Pakistani Army General (1907–1993)

Abdul Ali Malik (1907–1993) was a three-star rank army general in the Pakistan Army and an infantry officer in the Pakistan Army from Nineteenth Battalion of Punjab Regiment who earned distinction of leading the combat infantry formations to mechanized warfare in Chawinda during the second war with India in 1965, and later commanded the I Corps during the third war with India in 1971.

==Biography==
He was born in an Ahmadiyyah family in a small village called Pindori which is about 65 km away from Rawalpindi. He joined Pakistan Army as a cadet-officer and later inducted in Pakistan Army Corps of Engineers. He completed his B.Sc. in electrical engineering from the Pakistan Military Academy, and served in the civil projects of the Pakistan Army. He is known to present at the constructions of the dam and had supervised the various projects in Punjab. His brother Lieutenant General Akhtar Hussain Malik was also an army general and was himself a hero of 1965 war too.

==Death==
Abdul Ali Malik retired from the Army after commanding the I Corps at Mangla. He died in Phalia on 16 April 1993 at the age of 87.

==1965 war==
During the Indo-Pakistan War of 1965, Brigadier Abdul Ali Malik was commander of the 24th infantry brigade in the Sialkot-Phillurah-Chamb sector.
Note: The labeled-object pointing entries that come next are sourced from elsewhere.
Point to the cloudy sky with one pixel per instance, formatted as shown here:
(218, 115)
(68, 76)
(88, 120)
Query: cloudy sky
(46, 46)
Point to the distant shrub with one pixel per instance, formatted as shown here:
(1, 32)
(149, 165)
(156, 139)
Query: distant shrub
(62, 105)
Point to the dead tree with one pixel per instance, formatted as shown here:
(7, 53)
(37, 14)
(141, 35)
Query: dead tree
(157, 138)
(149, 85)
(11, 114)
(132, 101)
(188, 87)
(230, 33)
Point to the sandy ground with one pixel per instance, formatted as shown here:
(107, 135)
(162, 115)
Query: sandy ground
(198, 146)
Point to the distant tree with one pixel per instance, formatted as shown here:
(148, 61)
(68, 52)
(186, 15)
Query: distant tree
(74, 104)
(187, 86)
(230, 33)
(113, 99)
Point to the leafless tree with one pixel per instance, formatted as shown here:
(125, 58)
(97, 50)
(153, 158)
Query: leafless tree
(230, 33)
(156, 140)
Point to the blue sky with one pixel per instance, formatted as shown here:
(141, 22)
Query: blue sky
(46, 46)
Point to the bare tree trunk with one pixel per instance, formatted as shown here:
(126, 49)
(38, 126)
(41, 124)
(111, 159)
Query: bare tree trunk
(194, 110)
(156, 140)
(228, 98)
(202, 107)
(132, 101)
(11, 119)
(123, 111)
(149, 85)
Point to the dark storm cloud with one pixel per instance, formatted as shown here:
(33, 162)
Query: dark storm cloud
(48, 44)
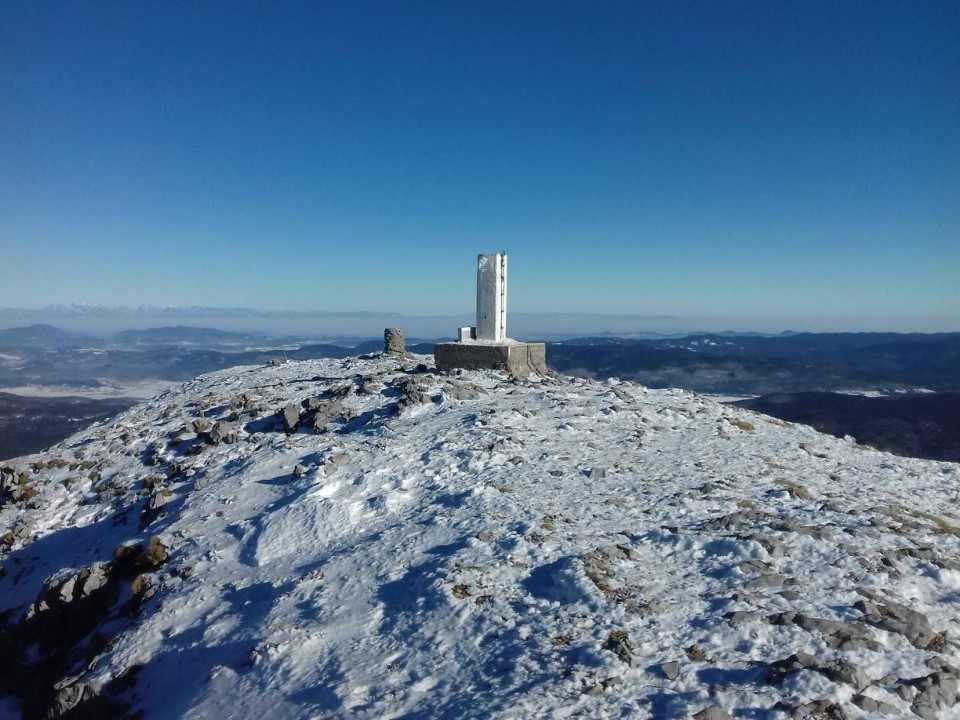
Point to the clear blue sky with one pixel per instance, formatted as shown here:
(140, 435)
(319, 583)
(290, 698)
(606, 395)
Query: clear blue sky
(788, 159)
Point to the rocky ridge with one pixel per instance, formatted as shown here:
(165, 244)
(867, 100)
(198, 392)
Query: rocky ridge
(368, 537)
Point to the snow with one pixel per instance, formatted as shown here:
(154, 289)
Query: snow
(108, 389)
(436, 562)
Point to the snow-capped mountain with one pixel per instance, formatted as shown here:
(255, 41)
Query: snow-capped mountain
(368, 538)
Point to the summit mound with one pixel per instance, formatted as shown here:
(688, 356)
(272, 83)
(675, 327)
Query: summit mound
(369, 538)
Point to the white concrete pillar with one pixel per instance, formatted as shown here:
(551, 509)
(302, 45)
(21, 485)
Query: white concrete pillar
(492, 297)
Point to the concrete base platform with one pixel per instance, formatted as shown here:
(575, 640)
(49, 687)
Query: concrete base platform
(518, 359)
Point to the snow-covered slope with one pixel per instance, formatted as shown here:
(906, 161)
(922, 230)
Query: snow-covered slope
(370, 539)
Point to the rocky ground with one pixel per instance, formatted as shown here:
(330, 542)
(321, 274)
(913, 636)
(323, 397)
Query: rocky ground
(369, 538)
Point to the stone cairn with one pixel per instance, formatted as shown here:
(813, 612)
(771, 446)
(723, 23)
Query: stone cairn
(393, 342)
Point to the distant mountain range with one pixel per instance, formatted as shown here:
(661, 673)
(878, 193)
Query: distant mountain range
(788, 367)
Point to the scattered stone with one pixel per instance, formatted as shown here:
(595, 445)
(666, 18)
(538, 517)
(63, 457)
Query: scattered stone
(870, 705)
(463, 391)
(841, 671)
(712, 712)
(290, 416)
(936, 692)
(670, 670)
(332, 462)
(773, 580)
(900, 619)
(618, 642)
(200, 425)
(845, 636)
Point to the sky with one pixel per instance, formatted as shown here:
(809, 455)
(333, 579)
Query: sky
(795, 161)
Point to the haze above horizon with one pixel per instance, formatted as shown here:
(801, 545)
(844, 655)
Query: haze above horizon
(797, 162)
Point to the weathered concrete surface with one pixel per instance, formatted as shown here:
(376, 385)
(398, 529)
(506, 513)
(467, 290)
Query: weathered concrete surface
(517, 358)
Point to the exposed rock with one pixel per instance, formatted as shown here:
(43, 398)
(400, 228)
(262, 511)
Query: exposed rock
(870, 705)
(670, 670)
(712, 712)
(618, 642)
(900, 619)
(841, 671)
(937, 692)
(200, 425)
(463, 391)
(290, 416)
(334, 461)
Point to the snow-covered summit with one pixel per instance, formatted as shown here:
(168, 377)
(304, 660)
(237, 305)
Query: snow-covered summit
(368, 538)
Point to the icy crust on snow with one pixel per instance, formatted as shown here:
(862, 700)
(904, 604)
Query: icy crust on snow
(414, 544)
At the start of the war, his brigade was ordered by the senior 15 division to defend the imaginary Indian attack at Jasser bridge. Even though, he was reluctant to move forward (because of the Indian comprehensive orders were caught on the Indian side of border) he was forced to take his command to Jasser sector. However, it later turned out that those orders were indeed true, and he was ordered to move back into the same position. It was at this time, that Pakistan Army tanks caught the Indian armoured brigade by surprise, and hence was commenced the largest tank battle after the World War II.

==1971 war==
Later promoted to Major General, Abdul Ali Malik commanded the 8th Infantry Division in the western sector of 1971 Indo-Pakistani War. His troops were stationed in the Sialkot sector, and apart from some skirmishes, a major all-out war didn't happen in the Sialkot Sector.